Fatskills
Practice. Master. Repeat.
Study Guide: USMLE Step 2 CK: Endocrinology—Parathyroid and Calcium Disorders (Hypercalcemia, Hypocalcemia, PTH Interpretation)
Source: https://www.fatskills.com/usmle/chapter/usmle-step-2-ck-endocrinology-parathyroid-and-calcium-disorders-hypercalcemia-hypocalcemia-pth-interpretation

USMLE Step 2 CK: Endocrinology—Parathyroid and Calcium Disorders (Hypercalcemia, Hypocalcemia, PTH Interpretation)

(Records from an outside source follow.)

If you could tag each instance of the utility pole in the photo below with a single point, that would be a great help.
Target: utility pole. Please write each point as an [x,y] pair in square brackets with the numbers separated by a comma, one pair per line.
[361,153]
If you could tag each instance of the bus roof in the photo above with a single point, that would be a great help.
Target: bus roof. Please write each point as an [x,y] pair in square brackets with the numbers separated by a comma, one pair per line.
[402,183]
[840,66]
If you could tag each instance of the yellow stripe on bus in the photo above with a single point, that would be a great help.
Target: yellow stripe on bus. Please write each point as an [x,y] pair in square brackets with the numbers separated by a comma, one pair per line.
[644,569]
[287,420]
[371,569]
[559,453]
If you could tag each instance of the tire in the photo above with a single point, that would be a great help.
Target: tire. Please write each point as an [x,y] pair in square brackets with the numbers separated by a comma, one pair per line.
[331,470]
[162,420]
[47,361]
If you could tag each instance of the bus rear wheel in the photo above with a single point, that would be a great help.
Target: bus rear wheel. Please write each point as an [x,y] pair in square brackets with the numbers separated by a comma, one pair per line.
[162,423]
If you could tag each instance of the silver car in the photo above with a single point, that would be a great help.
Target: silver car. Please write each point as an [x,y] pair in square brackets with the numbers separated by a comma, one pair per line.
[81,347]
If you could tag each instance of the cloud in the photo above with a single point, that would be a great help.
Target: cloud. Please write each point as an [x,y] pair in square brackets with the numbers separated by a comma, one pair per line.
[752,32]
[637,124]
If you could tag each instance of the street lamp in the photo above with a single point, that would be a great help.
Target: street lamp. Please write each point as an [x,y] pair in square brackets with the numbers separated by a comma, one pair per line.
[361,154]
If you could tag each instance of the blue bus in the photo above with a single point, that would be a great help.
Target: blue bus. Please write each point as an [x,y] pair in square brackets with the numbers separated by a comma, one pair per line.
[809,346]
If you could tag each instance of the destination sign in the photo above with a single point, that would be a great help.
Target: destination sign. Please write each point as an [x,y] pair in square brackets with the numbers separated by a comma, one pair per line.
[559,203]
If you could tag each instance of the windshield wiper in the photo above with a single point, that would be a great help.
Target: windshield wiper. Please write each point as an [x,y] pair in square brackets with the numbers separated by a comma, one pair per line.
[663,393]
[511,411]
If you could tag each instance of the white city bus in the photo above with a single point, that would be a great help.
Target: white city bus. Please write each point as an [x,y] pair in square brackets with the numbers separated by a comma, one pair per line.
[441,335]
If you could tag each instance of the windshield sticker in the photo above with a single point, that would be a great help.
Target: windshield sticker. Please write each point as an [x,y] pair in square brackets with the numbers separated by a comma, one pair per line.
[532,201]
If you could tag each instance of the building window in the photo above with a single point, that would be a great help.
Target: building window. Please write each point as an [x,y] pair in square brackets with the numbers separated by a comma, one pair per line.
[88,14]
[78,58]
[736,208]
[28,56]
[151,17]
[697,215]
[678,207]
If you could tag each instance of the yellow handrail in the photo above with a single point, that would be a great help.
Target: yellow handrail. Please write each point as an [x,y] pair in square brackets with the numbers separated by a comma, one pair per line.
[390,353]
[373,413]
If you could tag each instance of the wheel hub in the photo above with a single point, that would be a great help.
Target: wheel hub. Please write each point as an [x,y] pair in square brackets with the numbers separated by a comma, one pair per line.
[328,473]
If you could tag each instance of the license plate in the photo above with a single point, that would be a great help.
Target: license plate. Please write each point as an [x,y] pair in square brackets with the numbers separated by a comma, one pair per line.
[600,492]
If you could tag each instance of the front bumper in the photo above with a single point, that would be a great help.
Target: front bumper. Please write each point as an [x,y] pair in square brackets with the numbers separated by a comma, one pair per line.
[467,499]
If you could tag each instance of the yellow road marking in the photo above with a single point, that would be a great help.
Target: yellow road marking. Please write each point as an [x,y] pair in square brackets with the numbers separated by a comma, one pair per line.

By Fatskills Exam Guides Team — the exam nerds behind 28,500+ quizzes and 2.1M practice questions across 500+ global exams.

⏱️ ~5 min read

What This Is and Why It Matters for USMLE

Parathyroid and Calcium Disorders, specifically Hypercalcemia, Hypocalcemia, and PTH Interpretation, are high-yield topics for Step 1, Step 2 CK, and Step 3. They appear frequently in basic science, clinical, and ethics/management contexts.

High-Yield Facts (What You Must Memorize)

  • Hypercalcemia: Elevated calcium levels (>10.5 mg/dL) due to increased bone resorption, increased intestinal absorption, or decreased renal excretion.
    • Pathophysiology: PTH, vitamin D, and calcitriol stimulate bone resorption and intestinal absorption.
    • Classic presentation: Nausea, vomiting, abdominal pain, constipation, and altered mental status.
    • Diagnostic approach: Labs (calcium, PTH, alkaline phosphatase), imaging (bone scans, X-rays).
    • First-line treatment: Hydration, loop diuretics, bisphosphonates.
    • Red flags: Hypercalcemic crisis, renal failure, cardiac arrhythmias.
  • Hypocalcemia: Decreased calcium levels (<8.5 mg/dL) due to decreased bone resorption, decreased intestinal absorption, or increased renal excretion.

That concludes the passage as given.